Scrape for forum sites with two panels to scroll

Describe the problem.

Url: LIHKG 討論區

As you can see from the desktop version of the webpage, there are two panels one for posts, and one for threads in a post. I want to scroll to scrape all the links of the post column first then for each post scroll to scrape all contents. Scrolling seems not working in this case. Anyone can help??

Thanks a lot.

">

Hi,

You can try this setup:

{"_id":"lihkg-com3","startUrl":["https://lihkg.com/thread/3780738/page/1"],"selectors":[{"delay":5000,"elementLimit":500,"id":"element-left-col","multiple":true,"parentSelectors":["_root"],"scrollElementSelector":".C_300Fi04lLpFu_ZznJqq","selector":".qoAmEqNpZRLf2KVKZ8DsC > div","type":"SelectorElementScroll"},{"id":"link","linkType":"linkFromHref","multiple":false,"parentSelectors":["element-left-col"],"selector":"a._2A_7bGY9QAXcGu1neEYDJB","type":"SelectorLink"},{"id":"elements-right-col","multiple":true,"parentSelectors":["pagination"],"selector":"[id*=\"page-\"] ~","type":"SelectorElement"},{"id":"post-html","multiple":false,"parentSelectors":["elements-right-col"],"regex":"","selector":"_parent_","type":"SelectorHTML"},{"id":"pagination","paginationType":"clickOnce","parentSelectors":["link","pagination"],"selector":"[id=\"page-1\"] select option","type":"SelectorPagination"}]}

It works like charm. Thank you very much.

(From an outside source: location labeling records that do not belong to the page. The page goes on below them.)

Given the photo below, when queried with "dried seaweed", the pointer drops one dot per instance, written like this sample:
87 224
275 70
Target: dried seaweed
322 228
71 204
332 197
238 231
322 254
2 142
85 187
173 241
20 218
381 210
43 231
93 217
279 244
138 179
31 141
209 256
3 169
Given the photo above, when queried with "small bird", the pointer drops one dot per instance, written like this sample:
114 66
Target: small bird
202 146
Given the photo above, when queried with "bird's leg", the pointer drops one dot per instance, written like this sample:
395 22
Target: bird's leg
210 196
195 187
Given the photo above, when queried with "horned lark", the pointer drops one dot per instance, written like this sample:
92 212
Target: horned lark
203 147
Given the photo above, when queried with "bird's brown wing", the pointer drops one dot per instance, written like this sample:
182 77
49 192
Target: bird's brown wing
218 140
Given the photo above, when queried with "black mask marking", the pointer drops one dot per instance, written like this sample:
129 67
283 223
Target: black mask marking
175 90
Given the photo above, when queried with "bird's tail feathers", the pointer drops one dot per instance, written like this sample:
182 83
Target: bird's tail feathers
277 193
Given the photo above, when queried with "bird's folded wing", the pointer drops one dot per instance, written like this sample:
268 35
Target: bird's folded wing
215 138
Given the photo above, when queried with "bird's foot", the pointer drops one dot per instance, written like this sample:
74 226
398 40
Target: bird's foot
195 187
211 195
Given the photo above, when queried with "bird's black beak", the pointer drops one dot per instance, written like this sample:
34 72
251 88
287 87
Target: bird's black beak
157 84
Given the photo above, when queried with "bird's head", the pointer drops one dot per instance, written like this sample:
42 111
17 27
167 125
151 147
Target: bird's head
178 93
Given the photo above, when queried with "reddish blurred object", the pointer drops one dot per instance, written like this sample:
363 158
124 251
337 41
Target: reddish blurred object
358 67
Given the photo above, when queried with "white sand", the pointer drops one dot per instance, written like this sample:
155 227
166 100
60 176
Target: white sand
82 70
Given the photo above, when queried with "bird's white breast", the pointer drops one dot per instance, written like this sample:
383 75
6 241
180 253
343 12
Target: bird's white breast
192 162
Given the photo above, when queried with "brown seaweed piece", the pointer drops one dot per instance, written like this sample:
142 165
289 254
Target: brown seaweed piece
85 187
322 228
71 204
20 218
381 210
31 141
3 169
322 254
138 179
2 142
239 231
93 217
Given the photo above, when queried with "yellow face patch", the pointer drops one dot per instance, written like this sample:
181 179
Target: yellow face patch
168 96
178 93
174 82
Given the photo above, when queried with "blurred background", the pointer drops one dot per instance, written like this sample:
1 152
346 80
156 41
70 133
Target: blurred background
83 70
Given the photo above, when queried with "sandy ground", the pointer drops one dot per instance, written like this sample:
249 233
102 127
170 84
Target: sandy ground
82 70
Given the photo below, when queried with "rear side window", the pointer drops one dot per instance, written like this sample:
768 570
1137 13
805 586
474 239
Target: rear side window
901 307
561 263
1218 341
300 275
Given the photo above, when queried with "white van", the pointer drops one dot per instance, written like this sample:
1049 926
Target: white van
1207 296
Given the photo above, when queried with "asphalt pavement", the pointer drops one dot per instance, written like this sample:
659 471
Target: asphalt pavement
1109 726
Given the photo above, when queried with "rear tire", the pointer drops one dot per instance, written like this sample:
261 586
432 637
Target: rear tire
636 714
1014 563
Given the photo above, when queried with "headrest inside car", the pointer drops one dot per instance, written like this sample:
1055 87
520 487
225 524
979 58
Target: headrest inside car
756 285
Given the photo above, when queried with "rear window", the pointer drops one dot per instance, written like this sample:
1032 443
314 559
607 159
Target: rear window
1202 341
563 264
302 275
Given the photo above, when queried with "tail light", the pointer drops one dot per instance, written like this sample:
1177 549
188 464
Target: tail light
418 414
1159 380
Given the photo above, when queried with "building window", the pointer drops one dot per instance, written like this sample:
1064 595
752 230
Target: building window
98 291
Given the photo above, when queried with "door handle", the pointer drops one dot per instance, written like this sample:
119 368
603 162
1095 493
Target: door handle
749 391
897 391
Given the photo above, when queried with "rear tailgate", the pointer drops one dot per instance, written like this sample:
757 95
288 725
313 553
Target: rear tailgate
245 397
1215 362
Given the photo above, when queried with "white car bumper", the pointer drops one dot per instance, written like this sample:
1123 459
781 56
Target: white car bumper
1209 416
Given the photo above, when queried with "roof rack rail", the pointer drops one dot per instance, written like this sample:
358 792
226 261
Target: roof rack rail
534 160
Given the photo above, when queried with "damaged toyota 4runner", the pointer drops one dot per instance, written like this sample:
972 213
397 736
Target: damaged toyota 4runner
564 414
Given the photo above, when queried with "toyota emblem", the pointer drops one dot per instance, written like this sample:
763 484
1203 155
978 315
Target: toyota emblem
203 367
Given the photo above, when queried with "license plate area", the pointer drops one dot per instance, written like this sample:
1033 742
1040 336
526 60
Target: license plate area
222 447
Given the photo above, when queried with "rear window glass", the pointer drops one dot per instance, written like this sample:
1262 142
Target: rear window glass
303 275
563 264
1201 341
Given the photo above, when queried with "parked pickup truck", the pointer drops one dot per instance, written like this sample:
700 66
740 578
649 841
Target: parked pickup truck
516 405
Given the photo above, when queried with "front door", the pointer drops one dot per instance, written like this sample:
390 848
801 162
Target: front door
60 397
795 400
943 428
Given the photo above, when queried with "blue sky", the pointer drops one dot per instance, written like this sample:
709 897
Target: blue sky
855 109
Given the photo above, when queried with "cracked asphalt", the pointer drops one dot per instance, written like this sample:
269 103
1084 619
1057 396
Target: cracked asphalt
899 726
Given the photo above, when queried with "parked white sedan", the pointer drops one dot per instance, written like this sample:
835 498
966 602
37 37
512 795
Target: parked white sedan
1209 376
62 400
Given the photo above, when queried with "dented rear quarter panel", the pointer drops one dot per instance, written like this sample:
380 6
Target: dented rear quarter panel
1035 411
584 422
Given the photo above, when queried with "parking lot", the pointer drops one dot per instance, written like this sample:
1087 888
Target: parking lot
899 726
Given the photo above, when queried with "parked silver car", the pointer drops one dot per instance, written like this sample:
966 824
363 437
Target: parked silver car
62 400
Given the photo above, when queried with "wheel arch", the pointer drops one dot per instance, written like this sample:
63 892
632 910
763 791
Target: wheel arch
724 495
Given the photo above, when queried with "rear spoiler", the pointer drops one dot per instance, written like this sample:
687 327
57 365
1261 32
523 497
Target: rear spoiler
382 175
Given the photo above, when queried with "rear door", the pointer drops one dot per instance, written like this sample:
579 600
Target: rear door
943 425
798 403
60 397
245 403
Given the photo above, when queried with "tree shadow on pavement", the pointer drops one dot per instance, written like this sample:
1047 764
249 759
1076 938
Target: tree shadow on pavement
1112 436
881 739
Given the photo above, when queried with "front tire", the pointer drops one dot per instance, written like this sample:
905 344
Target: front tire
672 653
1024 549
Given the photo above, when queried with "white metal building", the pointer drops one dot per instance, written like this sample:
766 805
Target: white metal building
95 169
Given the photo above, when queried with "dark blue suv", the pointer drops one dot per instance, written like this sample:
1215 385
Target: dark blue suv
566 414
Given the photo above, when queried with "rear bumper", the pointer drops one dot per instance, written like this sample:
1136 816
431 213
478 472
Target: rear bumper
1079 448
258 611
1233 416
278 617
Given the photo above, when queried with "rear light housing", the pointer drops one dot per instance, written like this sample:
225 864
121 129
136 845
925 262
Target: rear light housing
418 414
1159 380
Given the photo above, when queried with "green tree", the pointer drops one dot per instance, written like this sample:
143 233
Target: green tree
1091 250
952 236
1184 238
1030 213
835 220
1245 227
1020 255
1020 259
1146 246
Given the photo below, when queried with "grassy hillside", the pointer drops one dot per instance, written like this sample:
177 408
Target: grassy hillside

I have a question by the way about the scroller. How can you add another scrollelementSelector into the scroller? Is it something cannot be done in chrome extension? Thanks for your help.

{"id":"element-left-col","parentSelectors":["_root"],"type":"SelectorElementScroll","selector":".qoAmEqNpZRLf2KVKZ8DsC > div","multiple":true,"delay":5000,"scrollElementSelector":".C_300Fi04lLpFu_ZznJqq","elementLimit":500}

Since it is an inner scroll, a custom code snippet has to be inserted into the sitemap JSON. It is a bit tricky though to find the correct selector.

I see. Thanks for your response. Is there any documentation i can refer to about this custom code snippet ? Am i understanding it correctly thst it has to be added directly to the sitemap and impossible to add in chrome extension?